Petit indien orphelin, Saul est recueilli par un établissement catholique. Dans ce lieu austère et hypocrite où l'amour divin sans cesse invoqué tue plutôt qu'il ne sauve, il parvient à survivre en développant ses dons innés pour le hockey.
« Ma grand-mère parlait toujours de l'univers comme étant le Grand Mystère.[...]
« Nous avons besoin de mystère, avait-elle dit. Notre Créatrice, dans sa grande sagesse, le savait. le mystère nous remplit de crainte et d'émerveillement, ce sont les fondements de l'humilité, et l'humilité, petit-fils, est le fondement de tout apprentissage. C'est pourquoi nous ne cherchons pas à démêler cela.

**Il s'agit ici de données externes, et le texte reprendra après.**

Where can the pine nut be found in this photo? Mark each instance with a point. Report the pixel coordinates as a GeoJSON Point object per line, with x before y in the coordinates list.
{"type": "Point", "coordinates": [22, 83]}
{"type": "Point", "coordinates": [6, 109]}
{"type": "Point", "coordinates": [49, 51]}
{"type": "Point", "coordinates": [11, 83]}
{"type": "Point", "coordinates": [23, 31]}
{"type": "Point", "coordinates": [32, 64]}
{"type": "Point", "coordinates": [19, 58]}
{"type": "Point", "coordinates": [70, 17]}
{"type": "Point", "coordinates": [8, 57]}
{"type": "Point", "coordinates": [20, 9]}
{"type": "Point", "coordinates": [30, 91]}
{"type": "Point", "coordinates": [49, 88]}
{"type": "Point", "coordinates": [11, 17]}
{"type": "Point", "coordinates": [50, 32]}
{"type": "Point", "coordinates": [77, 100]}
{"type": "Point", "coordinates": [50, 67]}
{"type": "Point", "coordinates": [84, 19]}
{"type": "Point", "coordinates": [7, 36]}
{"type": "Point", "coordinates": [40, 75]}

Nous l'honorons en le préservant ainsi pour toujours. »
Quand je me livrais au mystère de la glace, je devenais une créature différente. »
Il est rare de lire un texte où la beauté du sport soit à ce point magnifiée, beauté faite du bonheur d'apprendre et de progresser, de l'extase née du geste juste, de la perfection du jeu collectif où chacun est à sa place, de la joie de se surpasser.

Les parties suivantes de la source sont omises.